Operating while intoxicated

6

Racing

6

Reckless driving

6

Failure to stop at railroad crossing

6

Failure to maintain lane

4

Wrong side of highway

4

Speed too fast for conditions

4

Failure to stop for school bus

4

Failure to yield to emergency vehicles

4

Inattentive driving

4

Unnecessary acceleration

4

Graduated license restriction violation

3

Failure to dim lights

3

Failure to signal

3

Failure to obey traffic control device

3

Tailgating

3

Illegal turn

3

Improper brakes

3

Illegal passing

3

Driving while suspended or revoked

3

Obstructing traffic

2

All other moving violations

2

Seatbelt violation

0

Open container

0

Consequences of Acquiring Too Many Demerit Points

After a driver accumulates six points within a year, the DMV can issue a warning letter or a notice for the driver to appear at the local examination station for driver improvement counseling. Generally, this requirement can include some form of driver counseling or reexamination.

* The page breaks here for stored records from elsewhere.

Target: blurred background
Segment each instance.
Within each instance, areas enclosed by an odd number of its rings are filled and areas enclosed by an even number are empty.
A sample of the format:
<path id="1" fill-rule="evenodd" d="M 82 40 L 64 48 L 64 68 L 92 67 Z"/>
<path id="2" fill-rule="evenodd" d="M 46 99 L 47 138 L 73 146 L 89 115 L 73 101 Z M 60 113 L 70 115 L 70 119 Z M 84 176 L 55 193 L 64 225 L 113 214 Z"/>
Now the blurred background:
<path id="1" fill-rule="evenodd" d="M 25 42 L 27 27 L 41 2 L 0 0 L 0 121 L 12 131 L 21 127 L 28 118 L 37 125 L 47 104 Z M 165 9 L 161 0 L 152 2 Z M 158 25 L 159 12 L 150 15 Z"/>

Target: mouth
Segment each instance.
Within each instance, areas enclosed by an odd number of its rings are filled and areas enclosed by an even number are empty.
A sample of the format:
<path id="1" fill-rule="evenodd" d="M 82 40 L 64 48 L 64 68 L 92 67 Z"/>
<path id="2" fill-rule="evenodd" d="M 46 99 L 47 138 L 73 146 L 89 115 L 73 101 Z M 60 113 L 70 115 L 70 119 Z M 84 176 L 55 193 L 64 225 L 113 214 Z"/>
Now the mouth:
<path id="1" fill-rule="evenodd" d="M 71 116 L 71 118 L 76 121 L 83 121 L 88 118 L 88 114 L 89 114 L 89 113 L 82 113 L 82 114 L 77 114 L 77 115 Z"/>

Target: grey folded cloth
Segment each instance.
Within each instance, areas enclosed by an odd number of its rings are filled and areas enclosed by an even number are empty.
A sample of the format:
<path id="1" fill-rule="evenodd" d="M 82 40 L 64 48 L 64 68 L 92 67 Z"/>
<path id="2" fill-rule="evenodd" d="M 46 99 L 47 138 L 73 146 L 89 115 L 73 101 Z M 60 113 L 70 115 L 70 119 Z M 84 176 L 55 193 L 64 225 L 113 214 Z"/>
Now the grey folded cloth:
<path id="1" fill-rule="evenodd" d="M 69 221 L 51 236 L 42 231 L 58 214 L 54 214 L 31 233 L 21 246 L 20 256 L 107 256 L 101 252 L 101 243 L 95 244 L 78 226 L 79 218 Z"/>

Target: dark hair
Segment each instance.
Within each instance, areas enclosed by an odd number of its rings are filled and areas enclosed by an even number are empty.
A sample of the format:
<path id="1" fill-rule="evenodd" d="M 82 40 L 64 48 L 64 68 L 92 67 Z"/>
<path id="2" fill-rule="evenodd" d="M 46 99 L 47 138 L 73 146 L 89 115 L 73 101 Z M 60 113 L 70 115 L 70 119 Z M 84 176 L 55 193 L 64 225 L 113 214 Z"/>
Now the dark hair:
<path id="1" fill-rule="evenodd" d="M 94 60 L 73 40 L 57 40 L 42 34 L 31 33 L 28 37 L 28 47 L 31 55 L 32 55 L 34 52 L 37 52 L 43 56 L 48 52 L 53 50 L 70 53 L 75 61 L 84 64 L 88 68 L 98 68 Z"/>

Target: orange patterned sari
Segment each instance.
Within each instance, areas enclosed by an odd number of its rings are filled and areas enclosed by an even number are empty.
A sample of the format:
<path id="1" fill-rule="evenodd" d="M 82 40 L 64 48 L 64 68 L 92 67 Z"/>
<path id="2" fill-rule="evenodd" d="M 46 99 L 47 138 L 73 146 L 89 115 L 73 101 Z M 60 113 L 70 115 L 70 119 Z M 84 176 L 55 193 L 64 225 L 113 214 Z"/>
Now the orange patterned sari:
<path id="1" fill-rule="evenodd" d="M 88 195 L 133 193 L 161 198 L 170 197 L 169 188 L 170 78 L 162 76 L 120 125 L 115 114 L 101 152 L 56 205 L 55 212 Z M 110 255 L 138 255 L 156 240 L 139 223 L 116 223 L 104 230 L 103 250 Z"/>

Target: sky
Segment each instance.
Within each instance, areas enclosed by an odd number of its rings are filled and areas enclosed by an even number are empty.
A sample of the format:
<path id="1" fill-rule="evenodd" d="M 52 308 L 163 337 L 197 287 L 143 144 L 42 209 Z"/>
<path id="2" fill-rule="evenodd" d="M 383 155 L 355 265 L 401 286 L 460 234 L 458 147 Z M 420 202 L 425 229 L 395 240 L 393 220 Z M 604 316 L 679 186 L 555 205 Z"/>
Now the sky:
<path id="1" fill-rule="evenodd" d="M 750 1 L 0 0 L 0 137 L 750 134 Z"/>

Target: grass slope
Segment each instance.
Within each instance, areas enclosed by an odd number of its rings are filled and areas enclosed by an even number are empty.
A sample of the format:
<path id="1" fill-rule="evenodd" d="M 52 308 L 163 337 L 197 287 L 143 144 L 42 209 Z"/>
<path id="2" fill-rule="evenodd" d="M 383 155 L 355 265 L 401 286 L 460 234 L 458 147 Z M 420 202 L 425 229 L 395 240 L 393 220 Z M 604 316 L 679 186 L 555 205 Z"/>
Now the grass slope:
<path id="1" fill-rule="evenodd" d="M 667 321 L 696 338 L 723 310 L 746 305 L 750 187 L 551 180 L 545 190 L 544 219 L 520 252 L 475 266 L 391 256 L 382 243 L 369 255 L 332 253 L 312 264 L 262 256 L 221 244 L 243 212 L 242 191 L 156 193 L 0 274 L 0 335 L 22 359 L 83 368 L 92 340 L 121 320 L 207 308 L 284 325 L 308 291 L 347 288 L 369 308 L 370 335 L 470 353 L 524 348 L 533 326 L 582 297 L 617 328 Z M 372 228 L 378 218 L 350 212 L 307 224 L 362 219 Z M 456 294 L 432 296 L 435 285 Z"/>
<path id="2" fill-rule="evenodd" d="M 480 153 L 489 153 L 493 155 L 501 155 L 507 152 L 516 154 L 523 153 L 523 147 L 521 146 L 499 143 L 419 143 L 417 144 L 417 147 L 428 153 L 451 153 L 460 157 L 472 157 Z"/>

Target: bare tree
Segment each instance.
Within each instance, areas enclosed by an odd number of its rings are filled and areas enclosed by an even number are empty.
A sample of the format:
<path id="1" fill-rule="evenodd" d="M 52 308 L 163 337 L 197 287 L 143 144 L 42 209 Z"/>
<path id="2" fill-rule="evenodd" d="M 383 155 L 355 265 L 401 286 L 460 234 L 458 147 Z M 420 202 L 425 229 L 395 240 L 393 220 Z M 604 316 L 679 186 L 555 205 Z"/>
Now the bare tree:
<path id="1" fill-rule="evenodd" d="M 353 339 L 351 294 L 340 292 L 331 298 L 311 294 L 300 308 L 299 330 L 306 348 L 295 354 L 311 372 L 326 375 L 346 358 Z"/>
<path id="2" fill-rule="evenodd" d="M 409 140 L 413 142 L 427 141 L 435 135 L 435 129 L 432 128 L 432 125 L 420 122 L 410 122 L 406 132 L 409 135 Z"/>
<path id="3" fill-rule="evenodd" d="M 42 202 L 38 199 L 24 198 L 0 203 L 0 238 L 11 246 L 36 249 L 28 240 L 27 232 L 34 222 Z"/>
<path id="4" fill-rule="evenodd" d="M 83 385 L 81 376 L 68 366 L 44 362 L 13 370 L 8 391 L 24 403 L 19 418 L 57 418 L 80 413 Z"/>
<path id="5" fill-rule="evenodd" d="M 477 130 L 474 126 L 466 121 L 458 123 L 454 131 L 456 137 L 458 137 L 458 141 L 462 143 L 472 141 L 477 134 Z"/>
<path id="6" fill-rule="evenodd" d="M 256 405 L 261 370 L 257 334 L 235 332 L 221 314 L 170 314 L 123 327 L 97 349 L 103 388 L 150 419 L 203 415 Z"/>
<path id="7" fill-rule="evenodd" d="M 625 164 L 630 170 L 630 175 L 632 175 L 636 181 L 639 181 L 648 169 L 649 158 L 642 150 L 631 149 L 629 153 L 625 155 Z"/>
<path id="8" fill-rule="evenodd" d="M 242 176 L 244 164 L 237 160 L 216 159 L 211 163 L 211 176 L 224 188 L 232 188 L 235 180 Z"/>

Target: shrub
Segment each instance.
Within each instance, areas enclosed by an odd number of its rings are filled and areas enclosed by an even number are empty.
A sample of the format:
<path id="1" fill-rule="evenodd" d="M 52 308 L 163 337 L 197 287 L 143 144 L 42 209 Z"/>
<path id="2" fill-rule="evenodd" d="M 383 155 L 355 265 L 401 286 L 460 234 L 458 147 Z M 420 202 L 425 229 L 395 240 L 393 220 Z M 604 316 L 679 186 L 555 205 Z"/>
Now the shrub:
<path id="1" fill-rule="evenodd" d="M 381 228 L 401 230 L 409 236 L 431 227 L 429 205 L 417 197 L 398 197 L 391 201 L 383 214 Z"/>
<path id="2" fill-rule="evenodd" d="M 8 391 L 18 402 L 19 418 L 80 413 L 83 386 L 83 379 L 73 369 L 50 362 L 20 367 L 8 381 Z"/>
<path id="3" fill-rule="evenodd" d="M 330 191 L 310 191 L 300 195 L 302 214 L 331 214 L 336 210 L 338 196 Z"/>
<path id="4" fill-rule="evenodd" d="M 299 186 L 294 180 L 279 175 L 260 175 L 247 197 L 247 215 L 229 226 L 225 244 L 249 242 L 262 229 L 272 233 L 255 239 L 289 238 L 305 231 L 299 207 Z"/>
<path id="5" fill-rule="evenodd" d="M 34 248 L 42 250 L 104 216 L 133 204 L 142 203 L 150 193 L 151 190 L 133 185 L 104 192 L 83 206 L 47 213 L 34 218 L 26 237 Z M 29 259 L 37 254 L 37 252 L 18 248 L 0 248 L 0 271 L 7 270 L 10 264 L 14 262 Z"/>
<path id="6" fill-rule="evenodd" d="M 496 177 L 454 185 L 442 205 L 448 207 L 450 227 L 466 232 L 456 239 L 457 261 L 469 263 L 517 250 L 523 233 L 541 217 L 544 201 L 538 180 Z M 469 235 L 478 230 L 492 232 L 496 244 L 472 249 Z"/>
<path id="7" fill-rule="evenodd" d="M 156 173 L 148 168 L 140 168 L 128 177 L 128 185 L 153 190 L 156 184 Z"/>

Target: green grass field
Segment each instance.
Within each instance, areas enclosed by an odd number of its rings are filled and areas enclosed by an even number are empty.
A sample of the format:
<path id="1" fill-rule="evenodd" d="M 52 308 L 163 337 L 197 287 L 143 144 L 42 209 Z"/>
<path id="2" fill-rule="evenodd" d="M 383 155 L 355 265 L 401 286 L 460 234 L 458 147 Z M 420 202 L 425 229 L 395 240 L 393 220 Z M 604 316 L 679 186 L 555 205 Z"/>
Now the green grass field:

A driver with 12 or more points in a year will receive a notice of suspension. The length of suspension will depend on the number of points acquired in the last year.

  • 12 to 16 points. Two-month suspension.
  • 17 to 22 points. Four-month suspension.
  • 23 to 30 points. Six-month suspension.
  • More than 30 points. One-year suspension.

Prior to license reinstatement, the driver must pay a reinstatement fee, provide proof of insurance, and may need to complete driver improvement counseling.

Youth Drivers

Learning permit or probationary license holders are subject to tighter point limits. A youth driver with 12 to 30 points will receive a six-month suspension and receive a one-year suspension for more than 30 points in a year.

The point assessments for a traffic violation are also doubled for youth drivers who have at least one prior point-related traffic conviction. Because of this difference, a probationary driver can be suspended after two speeding tickets (four points, then eight points) without being issued a warning letter.

Avoiding Suspension

Points are only counted for the past year but will remain on a driver’s record for longer. Drivers can remove up to three points from their record by completing an approved defensive driving class. However, this option is available only once every three years. If the course reduces the driver’s point total to less than 12 points, the driver may be able to void a pending suspension.

A suspended driver can apply for an occupational license from the DMV. The license authorizes limited operation to and from work or school but only during certain hours and along certain routes.